MQSABRE algorithm for hardware-aware qubit mapping optimization.

MQSABRE extends the SABRE (SWAP-based BidiREctional heuristic search) algorithm by incorporating hardware-specific characteristics into the mapping optimization process. The algorithm performs initial mapping and routing optimization in three phases:

  1. Initial mapping: Uses a graph-center-based approach to generate an initial mapping that minimizes the average distance between frequently interacting qubits.

  2. Mapping optimization: Employs bidirectional heuristic search with a hardware-aware cost function.

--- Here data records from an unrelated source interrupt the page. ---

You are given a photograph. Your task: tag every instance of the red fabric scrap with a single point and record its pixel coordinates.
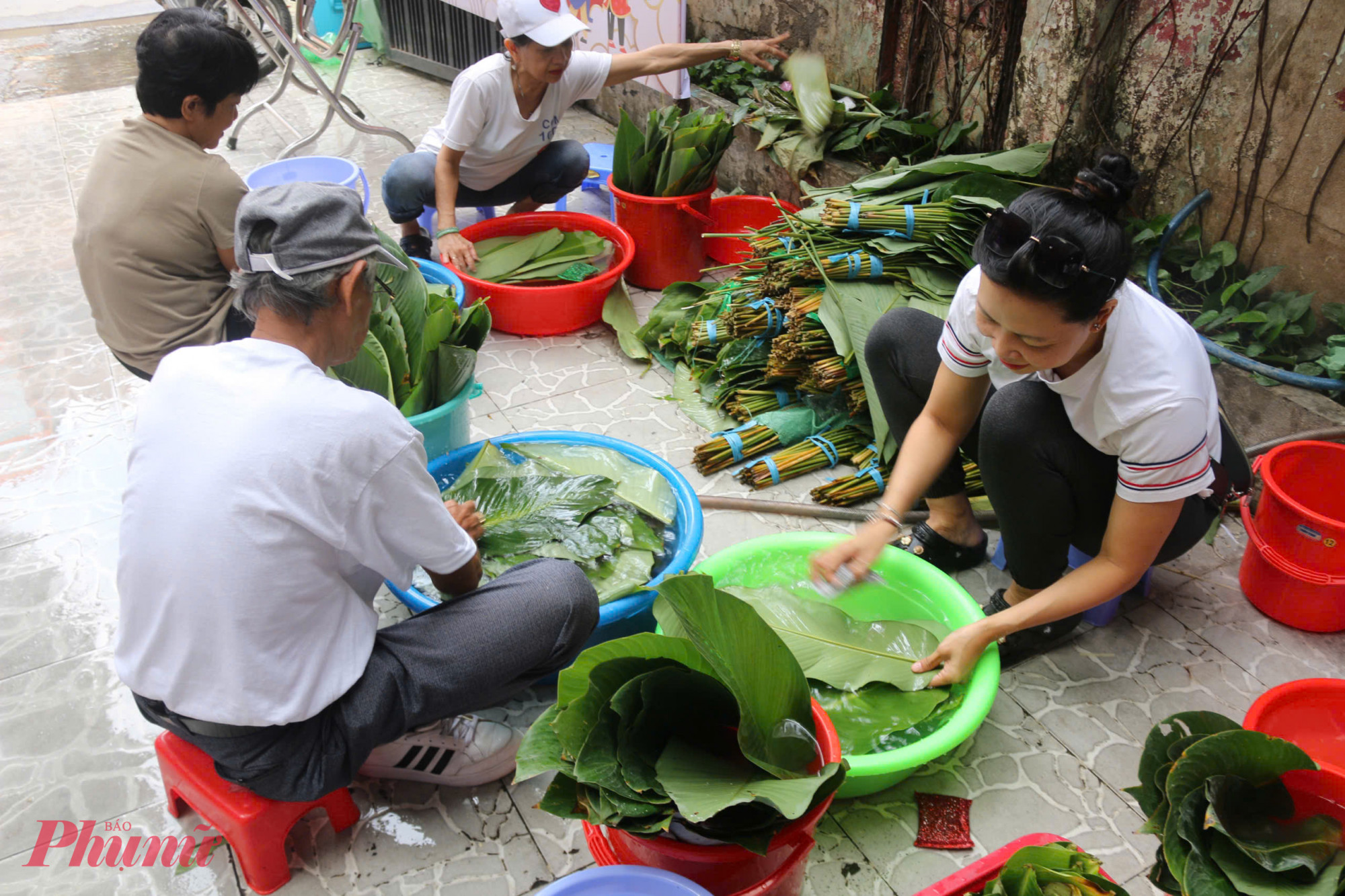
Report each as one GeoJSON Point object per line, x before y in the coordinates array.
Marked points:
{"type": "Point", "coordinates": [945, 822]}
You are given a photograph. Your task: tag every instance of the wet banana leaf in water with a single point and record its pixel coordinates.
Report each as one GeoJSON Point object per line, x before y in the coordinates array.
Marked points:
{"type": "Point", "coordinates": [840, 650]}
{"type": "Point", "coordinates": [866, 717]}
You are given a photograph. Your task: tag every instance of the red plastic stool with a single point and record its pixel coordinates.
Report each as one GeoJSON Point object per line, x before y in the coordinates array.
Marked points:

  3. Circuit transformation: Inserts SWAP gates and transforms the circuit to be compatible with hardware constraints.

The algorithm uses a weighted cost function that combines three metrics: H = α₁D + α₂K + α₃T where:

  • D: Shortest path distance between qubits in the coupling graph

  • K: Error rate metric derived from CNOT and SWAP success rates

  • T: Gate execution time metric considering CNOT and SWAP durations

  • α₁, α₂, α₃: Weight parameters for balancing different optimization objectives

Parameters
  • circuit (Circuit) – The quantum circuit to be mapped. Currently only supports circuits composed of single-qubit gates and two-qubit gates (including controlled gates).

  • topology (QubitsTopology) – The hardware qubit topology. Must be a connected coupling graph.

  • cnoterrorandlength (List[Tuple[Tuple[int, int], List[float]]]) – Hardware-specific CNOT characteristics. Each entry contains a tuple (i, j) specifying the physical qubit pair in the topology, and a list [error_rate, gate_time] where error_rate is the CNOT error rate between qubits i and j (range: [0, 1]), and gate_time is the CNOT execution time in arbitrary units.

Raises

ValueError – If the topology is not a connected graph.

Examples

>>> from mindquantum.algorithm.mapping import MQSABRE
>>> from mindquantum.core.circuit import Circuit
>>> from mindquantum.core.gates import RX, X
>>> from mindquantum.device import GridQubits
>>> # Create a quantum circuit
>>> circ = Circuit()
>>> circ += RX('a').on(0)
>>> circ += RX('b').on(1)
>>> circ += X.on(1, 0)
>>> # Define hardware characteristics
>>> cnot_data = [
...     ((0, 1), [0.001, 250.0]),  # CNOT 0->1: 0.1% error, 250ns
...     ((1, 2), [0.002, 300.0]),  # CNOT 1->2: 0.2% error, 300ns
... ]
>>> # Create a linear topology: 0-1-2
>>> topology = GridQubits(1, 3)
>>> # Initialize and run MQSABRE
>>> solver = MQSABRE(circ, topology, cnot_data)
>>> new_circ, init_map, final_map = solver.solve()
solve(w: float = 0.5, alpha1: float = 0.3, alpha2: float = 0.2, alpha3: float = 0.1)[source]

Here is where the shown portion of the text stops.